Questa che noi chiamiamo solidarietà è il presupposto delle stragi di migranti. Ne moriranno ancora. Annegheranno. Saranno stipati come schiavi in carrette-prigioni. Subiranno il martirio per il torto di essere cristiani. Spalanchiamo le braccia a tutti, non importa se le mani restano sporche di sangue.
Questa che noi chiamiamo accoglienza è l’ipocrisia delle braccia aperte e delle mani macchiate. E’ la libertà teorica che fomenta la tratta continua. Appare chiaro ormai, oltre ogni possibile controprova. Vanno. Vengono. Muoiono. La disperazione si alimenta grazie a una speranza insostenibile. E gli scafisti lo sanno. Conoscono i nostri punti deboli. Hanno ben compreso che potranno continuare a sospingere l’umanità dolente che li arricchisce verso le nostre coste. Alcuni saranno salvati. Altri periranno. Nessuno si pone il problema di chi muore e di chi sopravvive. Vale di più lo smercio, il denaro sonante, il tesoro accumulato sotto la bandiera del cinismo solidale che si rispecchia in parole circondate di cadaveri.
Parole vuote, senza il dolore dei corpi, senza la luce degli sguardi di chi va a morire nel nome del migrante collettivo. Parole nude di commozione, prive dell’esattezza della sciagura. Parole che si rincorrono nei comunicati stampa che piantano la bandierina della demagogia, leggere, superficiali. Le parole del presidente della Camera, Laura Boldrini, sulla storia del presunto (a indagini in corso) sacrificio umano di cristiani sul barcone dell’orrore. “Nelle imbarcazioni che trasportano i migranti ci sono sempre livelli di sopraffazione, persone che cercano di avere la meglio sulle altre. Non credo che queste persone abbiano fatto una discussione teologica a bordo”.

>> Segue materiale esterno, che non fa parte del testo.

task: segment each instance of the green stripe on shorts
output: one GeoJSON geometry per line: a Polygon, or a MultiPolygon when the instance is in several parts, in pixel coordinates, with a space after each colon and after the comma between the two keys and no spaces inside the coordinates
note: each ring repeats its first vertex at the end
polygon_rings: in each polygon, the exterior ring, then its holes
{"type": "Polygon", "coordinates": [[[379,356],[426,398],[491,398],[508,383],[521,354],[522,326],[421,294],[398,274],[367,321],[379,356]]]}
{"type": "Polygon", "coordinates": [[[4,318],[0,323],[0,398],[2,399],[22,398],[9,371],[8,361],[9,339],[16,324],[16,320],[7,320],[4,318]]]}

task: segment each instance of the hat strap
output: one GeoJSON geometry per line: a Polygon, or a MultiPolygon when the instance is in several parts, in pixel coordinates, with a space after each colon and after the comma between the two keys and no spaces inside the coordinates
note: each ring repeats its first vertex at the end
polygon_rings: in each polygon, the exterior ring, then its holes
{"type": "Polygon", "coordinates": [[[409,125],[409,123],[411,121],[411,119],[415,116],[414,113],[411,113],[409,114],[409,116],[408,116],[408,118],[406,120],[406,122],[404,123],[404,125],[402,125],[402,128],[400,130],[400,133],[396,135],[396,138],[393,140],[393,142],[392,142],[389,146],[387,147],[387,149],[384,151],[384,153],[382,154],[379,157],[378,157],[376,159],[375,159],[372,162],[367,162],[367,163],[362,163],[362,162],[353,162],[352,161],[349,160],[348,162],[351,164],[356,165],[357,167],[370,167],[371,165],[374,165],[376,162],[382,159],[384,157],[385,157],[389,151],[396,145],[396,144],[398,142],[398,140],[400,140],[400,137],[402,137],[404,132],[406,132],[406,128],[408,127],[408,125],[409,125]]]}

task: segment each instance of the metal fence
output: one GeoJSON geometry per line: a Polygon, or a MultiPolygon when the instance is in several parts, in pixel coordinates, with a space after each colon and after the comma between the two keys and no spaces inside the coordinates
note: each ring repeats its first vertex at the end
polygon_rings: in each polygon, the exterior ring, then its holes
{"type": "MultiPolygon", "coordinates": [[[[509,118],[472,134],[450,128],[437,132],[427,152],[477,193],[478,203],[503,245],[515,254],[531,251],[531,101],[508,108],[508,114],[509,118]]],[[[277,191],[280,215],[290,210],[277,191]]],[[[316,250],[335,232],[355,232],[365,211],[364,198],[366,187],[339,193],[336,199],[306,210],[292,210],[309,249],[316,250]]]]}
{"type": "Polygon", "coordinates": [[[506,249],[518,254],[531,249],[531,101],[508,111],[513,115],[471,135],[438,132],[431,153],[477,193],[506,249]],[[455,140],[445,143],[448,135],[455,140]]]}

No, Signora, non discutevano di teologia. Quegli uomini invocavano Dio. Dove è finito il pianto che non sia retorica? Dov’è il sentimento della misura colma? Quanti altri dovranno spegnersi ancora, con una preghiera sulle labbra? Non c’è più una lacrima da spendere, c’è una contabilità da aggiornare; una tombola di numerini estratti che hanno smarrito ogni sembianza di umanità. E la chiamiamo accoglienza.
In mezzo al mare, tra parole e viltà – tra chi vuole comunque chiudere e chi pensa che sia giusto comunque aprire, mentre nessuno si attiva per ragionare sulle soluzioni – si dissolvono volti che non conosceremo, biografie che non ci apparterranno mai, che non accederanno a un livello minimo di relazioni con chi sta nella cerchia dei garantiti.
Solo un Papa che sa cosa davvero significhi viaggiare da un altro mondo possiede il copyright delle frasi sensate: “Sono uomini e donne come noi – ha sussurrato nel chiasso Francesco – fratelli nostri in cerca di una vita migliore, affamati, perseguitati, sfruttati, feriti, vittime di guerre. Cercavano la felicità”. Hanno trovato la nostra solidarietà sanguinaria, la lontananza delle braccia spalancate, l’assenza di chi non conosce i nomi del migrante collettivo annegato. Loro sono gli innocenti. Noi siamo i cinici, i finti buoni, gli indifferenti. Sulla nostra finta bontà, sulla nostra indifferenza, i trafficanti hanno costruito il loro impero di sangue e di morte, di orrore e terrore.